Kaspersky, dalla sua nascita, vanta oltre un miliardo di cyber-minacce rilevate, ma oggi lo scenario si fa sempre più drammatico.
«È vero, il numero di attacchi informatici sta salendo esponenzialmente. Nel 2021, i nostri sistemi di rilevamento hanno registrato una media di 380 mila nuovi file dannosi al giorno, ovvero 20 mila in più rispetto all'anno precedente. Ma era uno scenario piuttosto prevedibile, poiché con l'adozione del lavoro da remoto in tutto il mondo, le attività svolte online si sono moltiplicate. E anche il numero di dispositivi utilizzati è aumentato, comportando a livello mondiale un ampliamento della superficie di attacco esposta alle minacce».

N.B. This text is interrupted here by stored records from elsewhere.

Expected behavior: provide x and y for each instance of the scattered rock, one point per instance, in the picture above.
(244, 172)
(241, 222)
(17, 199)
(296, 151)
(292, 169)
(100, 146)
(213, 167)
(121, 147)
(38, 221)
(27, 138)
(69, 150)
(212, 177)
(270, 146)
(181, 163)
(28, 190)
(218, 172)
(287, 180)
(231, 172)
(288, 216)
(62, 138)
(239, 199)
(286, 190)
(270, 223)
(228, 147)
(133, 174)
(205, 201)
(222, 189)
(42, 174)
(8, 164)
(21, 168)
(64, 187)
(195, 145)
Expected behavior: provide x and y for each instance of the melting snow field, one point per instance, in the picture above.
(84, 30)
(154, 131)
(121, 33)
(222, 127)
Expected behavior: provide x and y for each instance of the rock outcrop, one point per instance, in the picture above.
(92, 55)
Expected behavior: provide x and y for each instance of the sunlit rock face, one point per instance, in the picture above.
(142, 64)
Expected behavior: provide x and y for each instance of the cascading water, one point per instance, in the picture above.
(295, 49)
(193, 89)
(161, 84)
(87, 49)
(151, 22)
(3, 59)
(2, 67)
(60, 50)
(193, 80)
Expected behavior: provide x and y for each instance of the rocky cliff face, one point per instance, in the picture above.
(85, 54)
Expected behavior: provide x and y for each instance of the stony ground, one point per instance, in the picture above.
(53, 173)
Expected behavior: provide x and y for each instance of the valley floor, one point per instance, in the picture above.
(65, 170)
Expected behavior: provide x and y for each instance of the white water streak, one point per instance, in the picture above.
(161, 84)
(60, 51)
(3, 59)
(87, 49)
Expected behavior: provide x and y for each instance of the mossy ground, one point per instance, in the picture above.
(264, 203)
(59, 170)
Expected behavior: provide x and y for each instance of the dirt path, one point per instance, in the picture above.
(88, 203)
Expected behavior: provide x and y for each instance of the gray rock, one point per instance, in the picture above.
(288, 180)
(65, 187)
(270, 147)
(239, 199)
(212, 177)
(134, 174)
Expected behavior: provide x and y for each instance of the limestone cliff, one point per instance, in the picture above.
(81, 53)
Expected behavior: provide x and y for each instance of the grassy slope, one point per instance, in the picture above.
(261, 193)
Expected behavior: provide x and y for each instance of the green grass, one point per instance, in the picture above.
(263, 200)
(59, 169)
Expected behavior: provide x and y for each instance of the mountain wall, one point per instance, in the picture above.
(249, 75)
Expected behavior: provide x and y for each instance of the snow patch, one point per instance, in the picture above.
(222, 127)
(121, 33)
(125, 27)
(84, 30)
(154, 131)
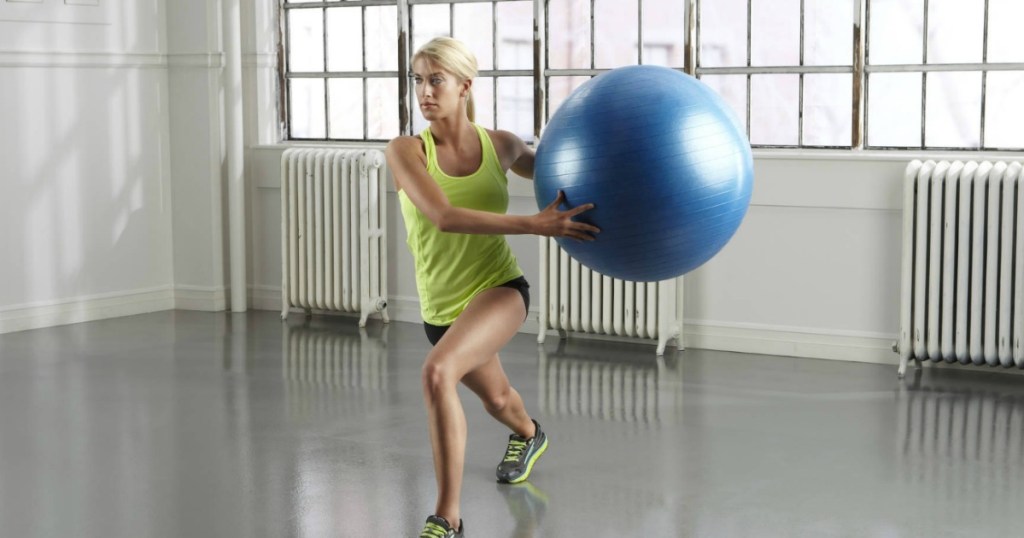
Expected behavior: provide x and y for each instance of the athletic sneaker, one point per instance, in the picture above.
(520, 456)
(437, 527)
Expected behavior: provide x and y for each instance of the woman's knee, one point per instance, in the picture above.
(496, 401)
(438, 375)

Ma è solo una questione di numeri?
No, il problema è anche nella tipologia degli attacchi, che diventano sempre più sofisticati ed efficaci, rendendo i dati aziendali esposti a minacce di ogni tipo. Nel 2021 in Italia i ransomware sono raddoppiati rispetto all’anno precedente, aumentando dell'81%. Il cryptomining, cioè l'utilizzo di software per la creazione di cryptovalute installati all'insaputa delle vittime con lo scopo di sfruttare la potenza di calcolo del loro computer, o il più tradizionale phishing sono solo alcuni degli attacchi informatici più in voga negli ultimi tempi. Attacchi che stanno diventando sempre più sofisticati e silenziosi, cioè difficili da intercettare e bloccare a causa di tecniche di offuscamento e persistenza sempre più evolute.

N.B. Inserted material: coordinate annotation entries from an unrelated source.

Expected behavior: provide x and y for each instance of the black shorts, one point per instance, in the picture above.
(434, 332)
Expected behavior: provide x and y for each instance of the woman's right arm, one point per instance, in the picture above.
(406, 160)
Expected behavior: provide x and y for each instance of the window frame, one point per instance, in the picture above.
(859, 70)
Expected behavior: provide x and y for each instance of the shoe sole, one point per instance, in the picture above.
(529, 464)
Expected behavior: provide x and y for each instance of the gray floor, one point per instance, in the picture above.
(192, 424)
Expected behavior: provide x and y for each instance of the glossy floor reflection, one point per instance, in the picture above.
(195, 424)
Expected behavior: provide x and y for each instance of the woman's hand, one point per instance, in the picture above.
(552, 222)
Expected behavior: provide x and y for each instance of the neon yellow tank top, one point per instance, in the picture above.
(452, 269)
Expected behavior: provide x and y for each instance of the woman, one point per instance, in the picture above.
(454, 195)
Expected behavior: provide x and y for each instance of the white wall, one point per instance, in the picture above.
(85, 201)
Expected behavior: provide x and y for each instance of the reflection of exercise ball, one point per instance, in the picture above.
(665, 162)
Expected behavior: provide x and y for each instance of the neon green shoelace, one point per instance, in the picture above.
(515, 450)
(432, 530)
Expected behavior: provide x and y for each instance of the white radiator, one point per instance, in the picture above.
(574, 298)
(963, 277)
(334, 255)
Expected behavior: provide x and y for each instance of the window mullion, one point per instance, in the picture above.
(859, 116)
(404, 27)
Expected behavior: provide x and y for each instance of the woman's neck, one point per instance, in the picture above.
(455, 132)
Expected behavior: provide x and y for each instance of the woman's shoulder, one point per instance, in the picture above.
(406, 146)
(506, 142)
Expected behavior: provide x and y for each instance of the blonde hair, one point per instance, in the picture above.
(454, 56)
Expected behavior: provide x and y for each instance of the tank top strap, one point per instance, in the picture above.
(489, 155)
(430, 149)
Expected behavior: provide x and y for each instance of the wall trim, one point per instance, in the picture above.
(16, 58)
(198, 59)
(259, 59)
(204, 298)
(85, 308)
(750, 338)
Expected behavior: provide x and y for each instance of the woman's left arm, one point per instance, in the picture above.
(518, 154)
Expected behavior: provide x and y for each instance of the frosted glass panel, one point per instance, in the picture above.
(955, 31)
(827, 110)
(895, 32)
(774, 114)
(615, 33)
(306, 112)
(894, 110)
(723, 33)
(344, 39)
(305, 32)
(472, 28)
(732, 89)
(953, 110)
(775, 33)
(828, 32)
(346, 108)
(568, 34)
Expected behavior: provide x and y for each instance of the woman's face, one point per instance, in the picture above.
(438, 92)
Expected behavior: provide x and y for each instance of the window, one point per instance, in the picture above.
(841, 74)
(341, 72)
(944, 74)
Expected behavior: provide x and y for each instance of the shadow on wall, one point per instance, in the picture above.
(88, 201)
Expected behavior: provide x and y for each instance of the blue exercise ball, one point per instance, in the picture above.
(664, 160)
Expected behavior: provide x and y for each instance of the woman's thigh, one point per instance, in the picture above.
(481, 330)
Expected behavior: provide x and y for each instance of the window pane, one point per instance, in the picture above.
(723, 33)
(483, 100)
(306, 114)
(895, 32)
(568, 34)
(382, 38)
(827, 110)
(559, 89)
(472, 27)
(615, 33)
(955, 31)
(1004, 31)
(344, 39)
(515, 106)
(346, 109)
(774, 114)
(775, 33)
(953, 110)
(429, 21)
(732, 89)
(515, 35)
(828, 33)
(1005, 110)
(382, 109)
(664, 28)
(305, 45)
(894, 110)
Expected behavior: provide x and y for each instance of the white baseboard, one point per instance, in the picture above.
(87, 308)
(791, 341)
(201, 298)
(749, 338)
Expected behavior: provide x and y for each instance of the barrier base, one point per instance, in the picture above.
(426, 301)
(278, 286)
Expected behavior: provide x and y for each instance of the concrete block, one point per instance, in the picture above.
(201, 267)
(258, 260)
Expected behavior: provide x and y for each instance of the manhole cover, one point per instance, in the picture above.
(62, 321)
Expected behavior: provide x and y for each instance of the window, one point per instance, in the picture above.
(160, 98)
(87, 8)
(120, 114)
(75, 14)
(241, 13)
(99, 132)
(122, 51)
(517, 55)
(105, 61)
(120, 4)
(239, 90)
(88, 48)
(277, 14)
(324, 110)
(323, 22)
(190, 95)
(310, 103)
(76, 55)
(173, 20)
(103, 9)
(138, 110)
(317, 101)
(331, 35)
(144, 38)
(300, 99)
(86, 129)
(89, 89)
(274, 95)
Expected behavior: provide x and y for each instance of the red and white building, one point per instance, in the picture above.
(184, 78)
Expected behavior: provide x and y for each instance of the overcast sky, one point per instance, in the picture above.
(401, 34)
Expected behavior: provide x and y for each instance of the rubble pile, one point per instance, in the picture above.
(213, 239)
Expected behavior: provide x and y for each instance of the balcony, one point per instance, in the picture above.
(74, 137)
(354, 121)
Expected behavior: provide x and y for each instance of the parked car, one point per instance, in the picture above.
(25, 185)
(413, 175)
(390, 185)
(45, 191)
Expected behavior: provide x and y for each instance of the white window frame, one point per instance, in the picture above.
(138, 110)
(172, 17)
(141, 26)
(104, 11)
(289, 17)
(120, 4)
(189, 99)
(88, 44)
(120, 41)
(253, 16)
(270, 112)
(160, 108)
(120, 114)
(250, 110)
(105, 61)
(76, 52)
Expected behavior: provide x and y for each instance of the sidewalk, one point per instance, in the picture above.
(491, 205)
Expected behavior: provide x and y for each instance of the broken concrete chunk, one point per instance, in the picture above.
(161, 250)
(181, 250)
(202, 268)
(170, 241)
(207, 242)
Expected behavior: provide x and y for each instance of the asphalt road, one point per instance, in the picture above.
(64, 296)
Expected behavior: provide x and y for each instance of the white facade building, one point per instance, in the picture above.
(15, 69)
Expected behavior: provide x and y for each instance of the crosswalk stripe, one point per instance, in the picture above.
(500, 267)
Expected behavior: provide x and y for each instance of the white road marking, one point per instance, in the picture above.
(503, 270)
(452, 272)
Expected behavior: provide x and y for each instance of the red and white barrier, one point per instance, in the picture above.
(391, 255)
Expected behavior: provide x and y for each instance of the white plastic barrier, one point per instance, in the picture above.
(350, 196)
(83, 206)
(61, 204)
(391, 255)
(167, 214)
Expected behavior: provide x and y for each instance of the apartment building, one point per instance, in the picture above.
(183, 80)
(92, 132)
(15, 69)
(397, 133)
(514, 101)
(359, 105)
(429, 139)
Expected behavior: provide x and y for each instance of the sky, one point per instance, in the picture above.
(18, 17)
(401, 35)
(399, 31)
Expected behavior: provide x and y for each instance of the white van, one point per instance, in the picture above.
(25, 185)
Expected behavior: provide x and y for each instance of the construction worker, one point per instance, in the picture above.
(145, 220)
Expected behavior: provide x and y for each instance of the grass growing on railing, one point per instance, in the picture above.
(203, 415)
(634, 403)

E le imprese come possono difendersi?
È sempre più importante che la difesa passi da uno studio non solo delle proprie vulnerabilità, ma anche e soprattutto delle nuove armi di cui dispone il cyber-crimine. Le imprese non possono più rimandare l'implementazione di prassi di sicurezza informatica. Il vantaggio non riguarda solo la protezione della propria continuità operativa, ma anche la capacità di poter continuare a competere nei mercati nazionali e internazionali. Raggiungere la cyber-resilienza significa identificare le attività critiche, gli scenari dei rischi più probabili e implementare appropriate capacità di rilevare eventi di sicurezza sospetti o anomali in tutti gli ambienti IT, prevedendo anche piani di contingency in emergenza.